Amazon, explained in one chart

Amazon shares plummeted late last week as the company's quarterly earnings report revealed profits that were well below Wall Street's expectations. Notably, it's not as if people stopped buying things through Amazon. Sales grew 22 percent. It's just that analysts had gotten it into their heads that profit margins were going to rise as well. Loyal Vox readers, of course, were warned that this wouldn't happen, but some people don't listen.
I would say that if you want to understand Amazon, you should just look at this chart:
 Data from Amazon
This, to me, does not look like a company that is trying and failing to increase its profits. Nor does it look like a brand new startup that is eschewing short-term profits in order to establish its business. Amazon is a pretty old company, and its profits have never meaningfully differed from zero even as the company gets bigger and bigger.
That's because — drumroll, please — Amazon's leadership, from CEO Jeff Bezos on down, are deliberately redeploying every dollar of revenue Amazon earns into making the company bigger and bigger.

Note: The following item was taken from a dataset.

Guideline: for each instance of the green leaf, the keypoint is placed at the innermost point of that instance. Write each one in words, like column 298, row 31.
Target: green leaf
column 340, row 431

One can debate the wisdom or sustainability of this strategy (I think it's awesome, personally) but it's clearly the strategy. Nothing in life lasts forever, and this will presumably change at some point due to some drastic change of circumstances. But the expectations around Amazon this quarter were much more banal. People decided that because Amazon Web Services is profitable and growing fast, Amazon would start exhibiting fast-growing profits.
The mistake here is in understating Amazon's ambitions. Profits stayed meager because Amazon amped up its spending by 20.5 percent. Company leaders explained that they are spending more on original video content (Bezos wants to win an Oscar) and are trying to create something called Prime Now that will deliver you stuff in two hours rather than two days, which is totally ridiculous. There's no limit to how much you can spend chasing these kind of goals, and absent some kind of fundamental change in the company's structure or legal status, that's where all the money will go.